La Confédération incite toutes les structures CFDT à s’engager dans la lutte contre les violences sexistes et sexuelles (VSS),
ce qu’a fait la CFDT Retraités.
Pourquoi signer la charte contre les violences sexistes et sexuelles ?
Dans toute organisation, il peut survenir des situations conflictuelles. Il est donc essentiel de disposer de règles claires pour les gérer. La lutte contre le sexisme est déjà inscrite dans les statuts et les résolutions de la CFDT. Les VSS concernent tous les milieux et toutes les générations et ont un impact direct sur les enjeux syndicaux, qu’ils touchent les salariés ou les retraités. Au 1er octobre 2025, 55 structures de la CFDT Retraités ont signé la charte contre les VSS en débattant du sujet et, ensuite, en mettant en application nos engagements par un plan d’action contre les VSS.
Le rôle du Syndicat CFDT de retraités
Le syndicat doit être reconnu comme un interlocuteur crédible sur les questions de VSS, aussi bien auprès des adhérents que des militants. Les VSS engendrent des inégalités, des risques psychosociaux et accentuent la précarité. Lutter contre les VSS contribue à rendre la société et les collectifs syndicaux plus sûrs et plus inclusifs.
Articulation avec d’autres discriminations
La CFDT combat toutes les formes de discrimination, qu’il s’agisse de racisme, de LGBTphobies ou de handicap. Les mécanismes de discrimination sont souvent comparables et peuvent se cumuler. Travailler sur les VSS permet d’ouvrir le dialogue sur d’autres discriminations et d’enrichir la réflexion collective.
Humour, propos sexistes
Certains propos ne sont plus acceptables (remarques racistes ou sexistes, etc.), ce qui est un progrès. L’humour est le bienvenu tant qu’il ne repose pas sur des stéréotypes discriminatoires. Les blagues sexistes, même entre copains, favorisent un climat propice aux agressions. Intervenir face à ces comportements, ce n’est pas être rabat-joie, c’est refuser un environnement malsain.

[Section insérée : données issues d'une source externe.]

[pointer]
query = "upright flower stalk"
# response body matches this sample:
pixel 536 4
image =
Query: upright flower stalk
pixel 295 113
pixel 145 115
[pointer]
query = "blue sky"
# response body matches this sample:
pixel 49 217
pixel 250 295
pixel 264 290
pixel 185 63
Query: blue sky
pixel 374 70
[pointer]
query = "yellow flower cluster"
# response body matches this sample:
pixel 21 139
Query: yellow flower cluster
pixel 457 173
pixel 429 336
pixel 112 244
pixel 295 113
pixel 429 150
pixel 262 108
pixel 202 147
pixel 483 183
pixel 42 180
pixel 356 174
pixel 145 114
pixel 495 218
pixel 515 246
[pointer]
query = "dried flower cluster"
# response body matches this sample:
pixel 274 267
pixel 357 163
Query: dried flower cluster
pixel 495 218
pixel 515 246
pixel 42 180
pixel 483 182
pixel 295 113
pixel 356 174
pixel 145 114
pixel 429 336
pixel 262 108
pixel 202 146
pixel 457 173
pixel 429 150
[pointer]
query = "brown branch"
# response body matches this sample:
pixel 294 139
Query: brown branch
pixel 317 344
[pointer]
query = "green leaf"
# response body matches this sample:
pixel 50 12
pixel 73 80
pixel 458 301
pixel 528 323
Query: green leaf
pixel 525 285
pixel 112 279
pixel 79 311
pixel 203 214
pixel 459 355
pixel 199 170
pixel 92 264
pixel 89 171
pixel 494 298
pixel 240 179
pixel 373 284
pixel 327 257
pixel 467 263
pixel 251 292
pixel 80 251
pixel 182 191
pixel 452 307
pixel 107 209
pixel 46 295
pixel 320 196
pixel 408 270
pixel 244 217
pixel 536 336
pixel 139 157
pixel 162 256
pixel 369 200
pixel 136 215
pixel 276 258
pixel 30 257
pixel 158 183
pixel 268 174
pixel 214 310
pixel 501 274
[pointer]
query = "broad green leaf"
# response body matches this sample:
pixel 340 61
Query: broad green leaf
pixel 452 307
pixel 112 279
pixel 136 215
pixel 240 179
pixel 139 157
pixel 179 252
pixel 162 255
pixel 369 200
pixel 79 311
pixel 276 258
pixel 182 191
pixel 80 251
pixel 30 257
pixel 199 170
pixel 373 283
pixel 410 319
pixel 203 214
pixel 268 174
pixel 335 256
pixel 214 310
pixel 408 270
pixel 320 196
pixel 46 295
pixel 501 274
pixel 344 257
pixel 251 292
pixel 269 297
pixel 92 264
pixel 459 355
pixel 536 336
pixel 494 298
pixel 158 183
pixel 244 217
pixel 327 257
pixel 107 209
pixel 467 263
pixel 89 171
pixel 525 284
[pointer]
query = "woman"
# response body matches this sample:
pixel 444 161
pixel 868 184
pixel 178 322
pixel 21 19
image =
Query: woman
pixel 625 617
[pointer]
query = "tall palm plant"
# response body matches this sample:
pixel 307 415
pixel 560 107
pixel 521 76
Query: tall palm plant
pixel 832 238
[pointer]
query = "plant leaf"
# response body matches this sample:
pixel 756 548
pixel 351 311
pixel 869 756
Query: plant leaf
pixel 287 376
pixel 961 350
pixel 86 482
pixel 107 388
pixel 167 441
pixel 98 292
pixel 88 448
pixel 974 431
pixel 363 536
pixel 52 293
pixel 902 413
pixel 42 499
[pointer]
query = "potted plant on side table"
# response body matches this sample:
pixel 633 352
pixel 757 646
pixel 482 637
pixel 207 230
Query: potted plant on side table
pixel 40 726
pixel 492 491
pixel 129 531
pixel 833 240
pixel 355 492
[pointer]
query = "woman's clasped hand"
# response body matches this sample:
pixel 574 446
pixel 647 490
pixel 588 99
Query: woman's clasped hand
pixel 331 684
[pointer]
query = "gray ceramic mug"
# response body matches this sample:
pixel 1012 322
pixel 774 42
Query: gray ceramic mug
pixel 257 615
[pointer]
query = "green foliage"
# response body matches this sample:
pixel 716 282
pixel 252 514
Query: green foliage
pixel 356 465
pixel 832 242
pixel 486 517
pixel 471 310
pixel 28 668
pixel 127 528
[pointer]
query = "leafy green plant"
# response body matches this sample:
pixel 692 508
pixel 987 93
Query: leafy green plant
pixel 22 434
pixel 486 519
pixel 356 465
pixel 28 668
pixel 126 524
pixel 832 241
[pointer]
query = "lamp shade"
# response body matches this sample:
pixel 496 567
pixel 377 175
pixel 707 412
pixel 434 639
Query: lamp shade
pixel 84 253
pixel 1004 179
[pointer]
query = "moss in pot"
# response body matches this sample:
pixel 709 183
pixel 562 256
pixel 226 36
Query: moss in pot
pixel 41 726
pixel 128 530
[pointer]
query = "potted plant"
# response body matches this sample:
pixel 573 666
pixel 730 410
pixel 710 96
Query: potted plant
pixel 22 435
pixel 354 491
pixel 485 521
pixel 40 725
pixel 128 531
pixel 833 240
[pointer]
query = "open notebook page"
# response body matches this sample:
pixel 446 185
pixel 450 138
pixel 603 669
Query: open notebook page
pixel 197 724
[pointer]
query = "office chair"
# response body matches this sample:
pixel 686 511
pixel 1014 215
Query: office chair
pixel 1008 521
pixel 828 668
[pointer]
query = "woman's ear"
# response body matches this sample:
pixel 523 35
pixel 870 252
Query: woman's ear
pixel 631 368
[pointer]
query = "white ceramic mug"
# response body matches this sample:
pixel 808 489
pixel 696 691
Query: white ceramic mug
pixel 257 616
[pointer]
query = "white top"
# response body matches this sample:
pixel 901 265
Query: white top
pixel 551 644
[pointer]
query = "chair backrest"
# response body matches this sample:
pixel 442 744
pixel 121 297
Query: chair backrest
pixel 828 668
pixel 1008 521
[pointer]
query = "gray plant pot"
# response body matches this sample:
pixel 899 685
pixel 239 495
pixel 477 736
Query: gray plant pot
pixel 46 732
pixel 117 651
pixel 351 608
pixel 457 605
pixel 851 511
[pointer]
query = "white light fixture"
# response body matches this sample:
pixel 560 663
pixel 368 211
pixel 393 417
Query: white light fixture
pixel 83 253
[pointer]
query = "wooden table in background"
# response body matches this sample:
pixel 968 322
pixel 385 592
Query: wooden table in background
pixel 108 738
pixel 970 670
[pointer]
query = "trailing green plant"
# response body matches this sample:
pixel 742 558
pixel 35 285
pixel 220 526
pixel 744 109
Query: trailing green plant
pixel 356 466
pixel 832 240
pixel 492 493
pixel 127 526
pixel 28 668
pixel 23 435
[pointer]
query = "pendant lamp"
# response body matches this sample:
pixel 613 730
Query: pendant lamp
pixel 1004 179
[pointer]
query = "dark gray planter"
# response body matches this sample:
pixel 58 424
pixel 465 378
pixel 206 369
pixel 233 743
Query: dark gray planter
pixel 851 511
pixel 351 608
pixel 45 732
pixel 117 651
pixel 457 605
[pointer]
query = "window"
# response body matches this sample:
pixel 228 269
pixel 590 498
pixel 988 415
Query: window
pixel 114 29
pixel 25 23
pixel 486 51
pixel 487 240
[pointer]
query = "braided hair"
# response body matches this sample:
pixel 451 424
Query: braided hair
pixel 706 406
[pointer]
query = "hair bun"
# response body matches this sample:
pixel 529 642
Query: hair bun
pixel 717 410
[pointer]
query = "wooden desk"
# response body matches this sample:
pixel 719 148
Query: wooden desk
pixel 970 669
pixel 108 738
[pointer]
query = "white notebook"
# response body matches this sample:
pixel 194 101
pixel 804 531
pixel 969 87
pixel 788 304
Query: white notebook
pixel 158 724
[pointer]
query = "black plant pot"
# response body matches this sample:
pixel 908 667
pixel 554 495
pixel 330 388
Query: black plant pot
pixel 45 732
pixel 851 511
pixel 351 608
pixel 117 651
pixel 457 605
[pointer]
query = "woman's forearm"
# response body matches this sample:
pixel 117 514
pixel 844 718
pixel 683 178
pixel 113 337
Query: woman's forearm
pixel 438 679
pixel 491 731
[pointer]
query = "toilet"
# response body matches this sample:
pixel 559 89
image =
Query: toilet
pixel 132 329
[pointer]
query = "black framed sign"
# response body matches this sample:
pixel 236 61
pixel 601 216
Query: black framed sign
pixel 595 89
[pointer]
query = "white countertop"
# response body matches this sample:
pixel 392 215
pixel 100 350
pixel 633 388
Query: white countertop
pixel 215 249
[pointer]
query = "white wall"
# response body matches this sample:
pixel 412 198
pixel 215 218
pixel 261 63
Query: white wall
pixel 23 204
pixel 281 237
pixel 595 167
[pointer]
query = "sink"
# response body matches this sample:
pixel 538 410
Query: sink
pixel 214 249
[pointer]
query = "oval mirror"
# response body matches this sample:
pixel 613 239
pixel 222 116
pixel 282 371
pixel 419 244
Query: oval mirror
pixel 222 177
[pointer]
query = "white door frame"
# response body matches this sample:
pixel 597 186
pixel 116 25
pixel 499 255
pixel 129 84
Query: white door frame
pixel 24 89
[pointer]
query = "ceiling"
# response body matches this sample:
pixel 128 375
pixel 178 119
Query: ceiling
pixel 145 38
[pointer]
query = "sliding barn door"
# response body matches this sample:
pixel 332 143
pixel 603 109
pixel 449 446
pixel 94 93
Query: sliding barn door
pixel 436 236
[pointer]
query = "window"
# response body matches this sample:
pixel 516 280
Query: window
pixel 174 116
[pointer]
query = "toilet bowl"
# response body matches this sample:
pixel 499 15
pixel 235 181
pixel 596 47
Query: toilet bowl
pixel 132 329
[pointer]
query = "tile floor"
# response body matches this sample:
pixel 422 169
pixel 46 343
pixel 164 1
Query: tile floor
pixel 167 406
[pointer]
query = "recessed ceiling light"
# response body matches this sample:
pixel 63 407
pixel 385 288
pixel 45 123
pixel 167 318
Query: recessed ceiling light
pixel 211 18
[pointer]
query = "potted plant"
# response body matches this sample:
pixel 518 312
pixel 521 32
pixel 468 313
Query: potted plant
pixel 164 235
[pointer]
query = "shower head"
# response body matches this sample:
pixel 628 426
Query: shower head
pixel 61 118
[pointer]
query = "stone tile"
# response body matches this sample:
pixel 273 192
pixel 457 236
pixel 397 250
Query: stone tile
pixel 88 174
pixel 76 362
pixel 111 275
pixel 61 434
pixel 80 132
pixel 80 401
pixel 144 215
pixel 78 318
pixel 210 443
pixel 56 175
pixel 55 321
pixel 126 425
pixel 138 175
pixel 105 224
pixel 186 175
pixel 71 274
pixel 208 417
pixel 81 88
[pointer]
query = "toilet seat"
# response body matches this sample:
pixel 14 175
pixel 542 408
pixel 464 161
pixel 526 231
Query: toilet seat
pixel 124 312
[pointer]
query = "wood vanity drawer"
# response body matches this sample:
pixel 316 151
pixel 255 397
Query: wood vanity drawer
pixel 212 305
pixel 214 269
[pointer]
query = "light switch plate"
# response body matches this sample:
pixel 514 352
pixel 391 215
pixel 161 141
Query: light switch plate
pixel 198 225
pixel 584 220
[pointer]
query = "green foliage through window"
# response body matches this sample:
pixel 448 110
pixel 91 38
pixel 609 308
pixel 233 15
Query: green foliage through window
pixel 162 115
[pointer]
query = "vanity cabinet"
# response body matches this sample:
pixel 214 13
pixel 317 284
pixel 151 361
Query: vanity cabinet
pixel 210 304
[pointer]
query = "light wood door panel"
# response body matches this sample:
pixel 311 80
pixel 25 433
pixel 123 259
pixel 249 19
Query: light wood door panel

Le continuum des violences
Les VSS ne se limitent pas aux agressions. Des interruptions de parole, des remarques, sexistes ou non, rendent les agressions possibles. De nombreux actes ne sont pas identifiés comme des VSS alors qu’ils en font partie.
Consentement et relations entre militants
Les relations intimes basées sur le consentement sont légitimes, mais les gestes non consentis (un baiser forcé, une main déplacée, etc.) constituent des agressions et ne doivent pas être minimisés.
Impact sur les personnes et sur l’organisation
Les victimes voient leur parcours syndical et leur vie personnelle bouleversés. Leurs auteurs sont rarement confrontés aux conséquences. Le problème n’est pas le conflit généré par une sanction, mais la violence initiale qui l’a provoqué.
Sanctions et risques pour le syndicat
La charte peut conduire à des mesures comme le retrait de mandat, si nécessaire. Le risque de conflit existe, mais il est indispensable pour mettre fin à la violence. Ne pas intervenir revient à cautionner l’impunité.
Féminisme et cohérence interne
La CFDT se revendique féministe, mais certains comportements internes ne sont pas en adéquation avec cette valeur. Il est essentiel d’écouter et de soutenir les camarades qui signalent des comportements sexistes ou des VSS.
Les retraitées ne sont pas à l’abri
Dans notre champ des retraités, nous ne sommes pas à l’abri de situations similaires à celles du monde du travail. Le silence peut même être renforcé par le bénévolat, la force des liens d’équipe, en pensant que l’âge ou l’engagement syndical nous protège.
La désignation d’un référent VSS,
capable de recevoir une plainte et d’engager la procédure, est également obligatoire. Une simple signature ne suffit pas, il faut un véritable plan d’action pour anticiper et éviter de subir les situations.